Bilawal Bhutto Zardari has questioned Pakistan’s inaction against groups that attack other nations, delivering a stinging rebuke of his country’s government.
Bilawal, the son of former Pakistan Prime Minister Benazir Bhutto, was speaking to reporters at the Sindh Assembly on Wednesday. A top opposition leader, he is the chairman of the Pakistan Peoples Party, or PPP.
He decried the contrast between the punishment given to his mother and his father — former Pakistan President Asif Ali Zardari — and the lack of action against groups that killed children in Pakistan and carried out attacks on foreign soil.
.@BBhuttoZardari: In #Pakistan a three time elected #primeminister is in jail but banned [#militant] organizations are free to commit #terror on our soil and other countries.

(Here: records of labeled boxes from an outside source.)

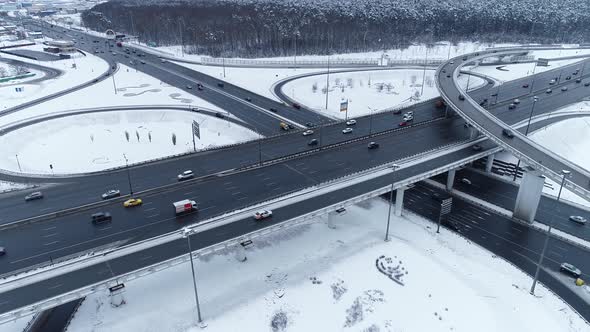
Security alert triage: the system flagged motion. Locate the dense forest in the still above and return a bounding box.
[82,0,590,57]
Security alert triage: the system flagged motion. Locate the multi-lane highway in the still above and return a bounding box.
[404,183,590,321]
[436,51,590,196]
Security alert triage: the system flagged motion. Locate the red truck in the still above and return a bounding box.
[172,199,197,215]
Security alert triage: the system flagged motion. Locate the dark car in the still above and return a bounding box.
[559,263,582,278]
[25,191,43,202]
[367,142,379,150]
[502,129,514,138]
[91,212,113,225]
[101,189,121,199]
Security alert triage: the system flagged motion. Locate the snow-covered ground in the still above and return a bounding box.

– Powerful msg from the #PPP chairman to the #military establishment and its selected govt pic.twitter.com/QOijTLQgiw
— Taha Siddiqui (@TahaSSiddiqui) March 13, 2019
Pakistan Prime Minister Imran Khan recently said no militant group would be allowed to operate from Pakistani soil to carry out attacks abroad, days after his government announced a crackdown against Islamist militant organisations.

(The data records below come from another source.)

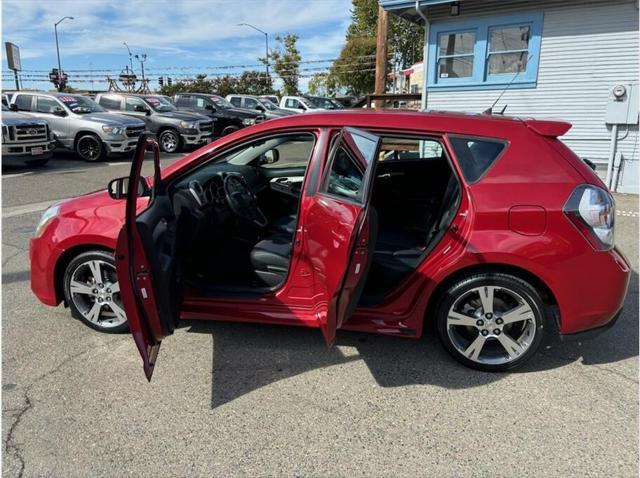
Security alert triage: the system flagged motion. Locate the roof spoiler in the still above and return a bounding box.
[524,119,571,138]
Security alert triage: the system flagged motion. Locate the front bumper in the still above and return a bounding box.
[2,140,56,165]
[104,137,138,154]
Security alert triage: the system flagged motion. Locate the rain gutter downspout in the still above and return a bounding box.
[416,0,431,110]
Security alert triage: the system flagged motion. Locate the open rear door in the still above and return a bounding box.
[116,134,182,380]
[304,128,380,345]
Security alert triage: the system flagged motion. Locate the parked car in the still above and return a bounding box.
[258,95,280,106]
[225,95,296,119]
[173,93,265,136]
[11,91,144,161]
[306,96,344,110]
[30,111,630,378]
[96,92,213,153]
[280,96,323,113]
[2,102,55,166]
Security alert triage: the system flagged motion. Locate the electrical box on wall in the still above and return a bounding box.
[605,83,639,125]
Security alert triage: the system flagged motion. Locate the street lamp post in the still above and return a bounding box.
[53,17,73,91]
[122,41,133,75]
[134,53,147,82]
[238,23,269,81]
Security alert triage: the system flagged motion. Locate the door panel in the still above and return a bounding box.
[304,128,380,345]
[116,134,182,380]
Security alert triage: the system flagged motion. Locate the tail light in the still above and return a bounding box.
[564,184,615,251]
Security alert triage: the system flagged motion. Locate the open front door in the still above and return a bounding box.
[116,134,182,380]
[305,128,380,345]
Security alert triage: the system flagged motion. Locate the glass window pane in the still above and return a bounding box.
[438,32,476,56]
[438,56,473,78]
[489,26,529,52]
[487,51,529,75]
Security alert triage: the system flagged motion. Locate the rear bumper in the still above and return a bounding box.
[560,309,622,342]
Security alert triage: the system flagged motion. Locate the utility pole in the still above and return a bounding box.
[374,6,389,108]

Bilawal Bhutto has claimed there are at least three ministers from Imran Khan’s Pakistan Tehreek-e-Insaf party who have links to banned groups.
.@BBhuttoZardari puts forth 3 conditions for govt to fulfill to prove seriousness in implementing NAP:
1. Form Parliament's Nat'l Security Committee
2. Distance from past actions/statements in support of banned orgs
3. Remove 3 ministers who've had association w/ the said orgs pic.twitter.com/n7FsE3luyz— Maleeha Manzoor (@MaleehaManzoor) March 13, 2019
Ties between India and Pakistan have plummeted since a Jaish-e-Mohammed suicide bomber killed dozens of Indian paramilitary soldiers in southern Kashmir on February 14.
India carried out airstrikes on the terrorist group in Pakistan’s Khyber-Pakhtunkhwa province on February 26. A day later, New Delhi said it had thwarted an attempt by Pakistani warplanes to target its military installations.
China has now — once again — prevented a UN Security Council committee from blacklisting Masood Azhar, the head of Jaish-e-Mohammed.